Gelinas vs. Fleischmann
It’s far from being a win-win, as Gelinas can just as easily be discarded like the has-been many around the league believe he is. As Tomas Fleischmann proved in 2015 though, never say never. He caught on with the Habs despite being signed to a PTO for training camp.
Of course, anyone familiar with Fleischmann’s work that season will readily admit he pretty much used up whatever he had left in the tank to first earn the job, before gassing out one month into the season. That doesn’t change the fact that the Habs didn’t have to give up anything to sign him. It also doesn’t change the fact that Bergevin turned him (and Dale Weise) into a very serviceable NHL player in Phillip Danault.
Can Bergevin pull off the same feat of brilliance with Gelinas?
It’s admittedly unlikely. First off, Bergevin made that trade as the Habs were in a tailspin and on the cusp of missing the playoffs. If they’re in a similar situation this coming season, chances are good Bergevin isn’t even around to make the deal.
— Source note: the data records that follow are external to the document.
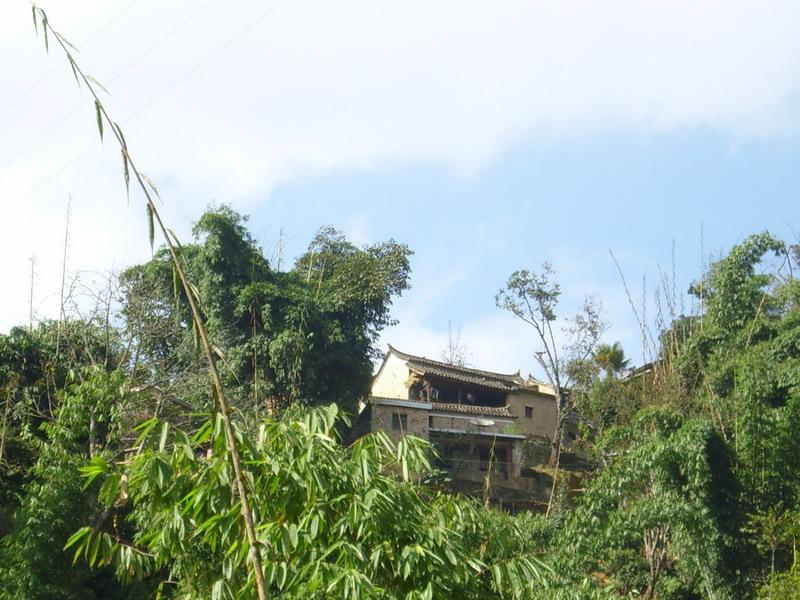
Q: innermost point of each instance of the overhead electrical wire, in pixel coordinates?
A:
(158, 96)
(119, 74)
(47, 75)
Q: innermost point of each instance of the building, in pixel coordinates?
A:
(481, 423)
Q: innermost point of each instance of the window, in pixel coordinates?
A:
(399, 421)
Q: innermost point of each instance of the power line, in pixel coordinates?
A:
(119, 74)
(47, 75)
(160, 95)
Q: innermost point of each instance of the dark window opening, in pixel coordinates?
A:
(399, 421)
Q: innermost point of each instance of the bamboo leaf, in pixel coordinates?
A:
(150, 183)
(74, 70)
(151, 232)
(175, 239)
(44, 28)
(99, 114)
(162, 442)
(126, 174)
(121, 136)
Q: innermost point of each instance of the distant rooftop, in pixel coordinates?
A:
(506, 382)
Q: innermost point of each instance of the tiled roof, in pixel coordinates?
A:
(466, 409)
(472, 409)
(426, 366)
If they are and he is, no one will exactly be singing his praises for his wherewithal working the phones. He’ll have bigger worries than flipping Gelinas for an asset of any kind.
Secondly, Gelinas would have to beat out some quality competition to earn a spot. There are currently eight defensemen on the roster, six of whom are left-handed like Gelinas. That’s not even taking into fellow-leftie Jakub Jerabek, who has a European assignment clause for if he fails to make the team.
Browse but Don’t Buy?
Needless to say, the deck is stacked against Gelinas to beat just Jerabek out for a job. That’s even if the native of Vanier, Ontario does fit the profile of the type of defenseman the Habs actually need: An in-his-prime leftie who can potentially play with Shea Weber.
Gelinas’ defense is a cause for concern, but his offense would theoretically complement Weber’s sound positioning in his own zone. In many ways, Gelinas is more of a valuable commodity than Mark Streit, whom Bergevin signed by all appearances as a knee-jerk reaction to Andrei Markov leaving for the Kontinental Hockey League.
Of course, Bergevin may not see it that way. In his mind, Gelinas may just be a temporary means to an end. If that’s the case, it’s still hard to fault him for reaching out. Gelinas may very well turn into dust in the wind, with this being his last taste of NHL action. If it is, no harm no foul.
It certainly doesn’t hurt to give him a shot either, though. If you’re going to play him in exhibition games, you may as well take a look.